En revanche ce qui est nouveau aujourd’hui, c’est que la France tente depuis l’expérience du
remplacement d’Eyadéma-père par le fils en février 2005 par un coup de force contre le peuple togolais,
d’instaurer une succession monarchique à la place du jeu démocratique normal entre les partis
politiques. On estime peut-être qu’il est plus facile de corrompre une famille ou un clan qu’un parti
politique national ? En tout cas, c’est ce qui semble se dessiner pour le Gabon dans l’immédiat avec le fils
de Bongo, et dans un futur proche (présidentielles de 2012) pour le Sénégal avec Karim Wade.
L’impérialisme français estime toujours comme l’a dit jadis, Chirac à Abidjan, « que les Africains ne sont
pas prêts pour la démocratie ». Seront-ils jamais prêts ?
En fait nul n’est dupe, il s’agit d’éloigner les masses africaines de l’action politique, et partant du
contrôle de leurs richesses et de leur devenir. La France piétine la démocratie par peur de la prise et le
contrôle du pouvoir par les peuples africains. La Françafrique est donc l’instrument de domination par
excellence des masses africaines par l’intermédiaire d’une minorité asservie qui ne sert en dernière
instance que comme courroie de transmission ; situation qui rappelle étrangement la période
d’administration coloniale directe avec ses sous cadres intermédiaires d’exécution servile appelés
« lettrés ».
Cependant, ce qui a changé aujourd’hui, c’est que ces masses africaines s’émancipent malgré
l’analphabétisme et la pauvreté chroniques, et d’autres puissances frappent à la porte du continent (USA
Chine, Inde, Brésil, etc.).
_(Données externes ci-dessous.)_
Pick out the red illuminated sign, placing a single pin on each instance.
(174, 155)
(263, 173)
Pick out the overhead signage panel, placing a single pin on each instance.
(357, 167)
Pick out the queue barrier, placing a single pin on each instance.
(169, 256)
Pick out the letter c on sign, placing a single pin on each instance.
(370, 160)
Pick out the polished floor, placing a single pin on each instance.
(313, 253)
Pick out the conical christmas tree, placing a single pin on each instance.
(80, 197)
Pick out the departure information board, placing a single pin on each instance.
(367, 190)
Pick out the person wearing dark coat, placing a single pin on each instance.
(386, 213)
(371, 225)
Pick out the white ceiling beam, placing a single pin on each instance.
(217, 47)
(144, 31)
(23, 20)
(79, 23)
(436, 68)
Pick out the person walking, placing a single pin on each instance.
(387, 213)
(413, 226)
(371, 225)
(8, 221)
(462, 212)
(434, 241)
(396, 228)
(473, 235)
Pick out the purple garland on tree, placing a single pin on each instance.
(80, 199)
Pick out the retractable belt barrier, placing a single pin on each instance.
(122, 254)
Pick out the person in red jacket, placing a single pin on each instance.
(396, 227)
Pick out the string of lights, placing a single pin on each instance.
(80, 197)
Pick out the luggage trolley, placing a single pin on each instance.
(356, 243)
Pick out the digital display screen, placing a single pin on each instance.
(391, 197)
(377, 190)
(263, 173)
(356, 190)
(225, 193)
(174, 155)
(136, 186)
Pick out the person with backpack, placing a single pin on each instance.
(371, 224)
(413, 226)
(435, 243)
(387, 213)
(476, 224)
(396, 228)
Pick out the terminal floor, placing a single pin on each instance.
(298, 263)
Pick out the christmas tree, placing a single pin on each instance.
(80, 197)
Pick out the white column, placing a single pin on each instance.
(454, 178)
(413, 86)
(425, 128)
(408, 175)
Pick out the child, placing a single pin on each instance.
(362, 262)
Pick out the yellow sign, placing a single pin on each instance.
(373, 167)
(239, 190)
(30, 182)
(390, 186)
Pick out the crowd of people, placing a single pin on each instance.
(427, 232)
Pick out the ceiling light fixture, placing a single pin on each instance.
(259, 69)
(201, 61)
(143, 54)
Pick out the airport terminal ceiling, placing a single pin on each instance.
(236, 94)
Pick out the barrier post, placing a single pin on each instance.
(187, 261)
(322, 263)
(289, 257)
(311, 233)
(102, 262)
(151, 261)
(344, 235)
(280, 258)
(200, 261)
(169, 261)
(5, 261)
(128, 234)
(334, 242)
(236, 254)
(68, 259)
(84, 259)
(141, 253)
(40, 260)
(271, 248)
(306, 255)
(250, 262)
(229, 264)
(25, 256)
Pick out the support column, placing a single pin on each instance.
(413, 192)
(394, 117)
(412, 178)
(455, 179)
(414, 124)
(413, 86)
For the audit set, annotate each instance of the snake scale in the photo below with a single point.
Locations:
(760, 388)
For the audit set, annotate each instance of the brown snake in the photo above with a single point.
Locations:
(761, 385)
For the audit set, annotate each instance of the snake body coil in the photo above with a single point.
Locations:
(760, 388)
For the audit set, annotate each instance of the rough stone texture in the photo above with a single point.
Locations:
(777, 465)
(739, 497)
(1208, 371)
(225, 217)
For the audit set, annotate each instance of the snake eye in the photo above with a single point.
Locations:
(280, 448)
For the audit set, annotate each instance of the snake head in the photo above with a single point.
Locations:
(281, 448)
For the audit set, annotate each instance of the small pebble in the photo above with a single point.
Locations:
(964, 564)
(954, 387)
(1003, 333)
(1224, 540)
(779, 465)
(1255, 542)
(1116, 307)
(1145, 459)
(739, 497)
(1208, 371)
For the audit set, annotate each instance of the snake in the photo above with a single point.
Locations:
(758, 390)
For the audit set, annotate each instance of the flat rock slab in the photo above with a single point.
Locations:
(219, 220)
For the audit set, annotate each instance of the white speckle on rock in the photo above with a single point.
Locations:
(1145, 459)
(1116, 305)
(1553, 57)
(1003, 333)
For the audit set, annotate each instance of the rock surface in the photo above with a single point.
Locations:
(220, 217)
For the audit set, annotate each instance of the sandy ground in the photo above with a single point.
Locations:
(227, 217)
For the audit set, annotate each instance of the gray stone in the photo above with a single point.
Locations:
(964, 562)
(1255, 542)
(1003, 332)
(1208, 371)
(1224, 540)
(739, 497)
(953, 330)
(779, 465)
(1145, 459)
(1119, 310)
Le jeu à plusieurs s’avèrera certainement plus difficile à maîtriser pour les
anciennes puissances coloniales que le huis clos du face à face à deux de la balkanisation. Alors, les
Africains devront sans tarder, imaginer de nouvelles stratégies de la libération plus adaptées et plus
Yaya Sy
efficaces dans l’unité, pour enfin accéder à la maîtrise de leur destin.